Par un jugement n° 2224056 du 31 mai 2024 le tribunal administratif de Paris a annulé la décision du directeur de l’EPFP du 10 octobre 2022 et enjoint au directeur de l’EPFP d’attribuer à M. F… un complément d’allocation pour ses enfants B… et C… F… et E… A… dans un délai de deux mois à compter de la notification du jugement.
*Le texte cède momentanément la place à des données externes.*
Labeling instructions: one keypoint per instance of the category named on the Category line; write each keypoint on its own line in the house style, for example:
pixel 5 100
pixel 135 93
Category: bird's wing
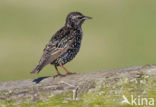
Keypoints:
pixel 56 47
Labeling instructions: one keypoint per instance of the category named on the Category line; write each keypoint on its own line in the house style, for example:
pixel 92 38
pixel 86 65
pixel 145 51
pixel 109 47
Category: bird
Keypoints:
pixel 64 44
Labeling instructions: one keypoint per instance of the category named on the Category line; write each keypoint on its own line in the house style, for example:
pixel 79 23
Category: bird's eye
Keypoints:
pixel 80 17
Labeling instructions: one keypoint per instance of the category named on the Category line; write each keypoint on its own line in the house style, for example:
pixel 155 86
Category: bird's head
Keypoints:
pixel 75 19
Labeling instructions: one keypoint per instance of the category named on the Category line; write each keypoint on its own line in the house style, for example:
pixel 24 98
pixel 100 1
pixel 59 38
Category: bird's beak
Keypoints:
pixel 87 17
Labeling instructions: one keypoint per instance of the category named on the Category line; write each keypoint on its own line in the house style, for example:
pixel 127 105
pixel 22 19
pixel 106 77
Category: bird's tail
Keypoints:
pixel 38 68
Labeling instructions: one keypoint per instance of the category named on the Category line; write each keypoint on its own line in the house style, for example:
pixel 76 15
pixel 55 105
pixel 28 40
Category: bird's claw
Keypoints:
pixel 59 75
pixel 70 73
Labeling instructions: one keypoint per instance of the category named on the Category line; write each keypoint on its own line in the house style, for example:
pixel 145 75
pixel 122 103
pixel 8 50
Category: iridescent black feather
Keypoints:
pixel 71 31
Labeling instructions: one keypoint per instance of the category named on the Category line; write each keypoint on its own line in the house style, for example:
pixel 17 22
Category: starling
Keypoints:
pixel 64 45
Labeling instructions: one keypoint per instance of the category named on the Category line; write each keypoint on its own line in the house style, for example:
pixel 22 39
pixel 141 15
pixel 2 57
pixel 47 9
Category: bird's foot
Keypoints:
pixel 70 73
pixel 59 75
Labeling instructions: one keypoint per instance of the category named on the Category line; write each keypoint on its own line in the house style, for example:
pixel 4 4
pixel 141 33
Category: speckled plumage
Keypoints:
pixel 60 40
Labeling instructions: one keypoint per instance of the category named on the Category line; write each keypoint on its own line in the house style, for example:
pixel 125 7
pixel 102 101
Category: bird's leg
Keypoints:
pixel 58 73
pixel 67 72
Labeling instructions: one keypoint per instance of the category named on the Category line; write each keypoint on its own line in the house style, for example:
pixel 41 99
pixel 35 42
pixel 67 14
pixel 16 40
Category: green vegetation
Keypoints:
pixel 122 33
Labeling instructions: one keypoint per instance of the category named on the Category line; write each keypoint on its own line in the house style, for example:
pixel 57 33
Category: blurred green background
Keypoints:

Procédure devant la Cour :
I.-Par une requête et un mémoire en réplique, enregistrés sous le n° 24PA03419 les 30 juillet 2024 et 24 mars 2025, l’Etablissement public des fonds de prévoyance militaire de l’aéronautique (EPFP), représenté par Me Abecassis, demande à la Cour :
1°) d’annuler le jugement n° 2224056 du 31 mai 2024 par lequel le tribunal administratif de Paris a fait droit à la demande de M. D… F…, d’une part, en annulant sa décision du 10 octobre 2022 rejetant la demande de complément d’allocation pour enfants à charge, de M. F… ; d’autre part, en lui enjoignant d’attribuer à M. F… un complément d’allocation pour ses enfants, dans un délai de deux mois suivant la notification du jugement ; enfin, en le condamnant à verser à M. F… une somme de 1 500 euros au titre de l’article L. 761-1 du code de justice administrative ;
2°) de rejeter la requête de M. F… en toutes ses fins et moyens ;
3°) de mettre à la charge de M. F… une partie des frais irrépétibles exposés par l’EPFP à hauteur de 3 500 euros.
Il soutient que :
- le jugement est entaché d’une erreur de droit et d’une erreur d’interprétation ;
- les conditions d’attribution d’une allocation complémentaire aux militaires radiés des cadres pour infirmités ayant cotisé au fonds de prévoyance militaire sont prévues par l’article D. 4123-6 2° du code de la défense ;
- si les dispositions de l’article D 4123-6 2° du code de la défense renvoient à celles de l’article D 4123-4° dudit code relatif aux allocations dues en cas de décès imputable au service pour déterminer le montant de l’allocation, cet article ne définit nullement la notion d’enfant à charge mais précise les modalités de définition du taux d’allocations à travers le critère de l’âge et de la qualité d’enfant ;
- une substitution de base légale est demandée au motif que la situation de M. F… est régie par les dispositions des articles R. 4123-24 et R. 4123-25 du code de la défense et non celles des articles D. 4123-6 2° et D. 4123-4 2° du code de la défense ;
- en tout état de cause, le droit à l’allocation complémentaire prévue par l’article D. 4123-4° du code de la défense implique que soit établie que l’enfant est à la charge du parent qui en revendique la filiation ;
- le port de la charge de l’enfant ne peut être présumé du seul lien de filiation et de l’âge de l’enfant ;
- faute de définition de la notion d’enfant à charge, il convient de se référer aux définitions retenues en droit civil, en droit fiscal ainsi qu’en droit de la sécurité sociale en matière de prestations sociales qui impliquent que l’allocataire doit assurer financièrement l’entretien et assumer la responsabilité affective et éducative ;
- M. F… n’établit pas assurer la charge effective d’entretien et d’éducation de trois de ses enfants ; le dernier né de l’intéressé a été reconnu postérieurement à sa naissance et à la radiation des cadres de M. F… ;
- le principe d’égalité de traitement ne peut être invoqué, les différents enfants de M. F… n’étant pas placés dans une situation similaire ;
- à défaut d’application des articles R 4123-25 et R. 4123-24 du code de la défense, un indû devrait être constaté dès lors que M. F… ne pouvait, dans cette hypothèse, bénéficier d’un doublement du complément d’allocation.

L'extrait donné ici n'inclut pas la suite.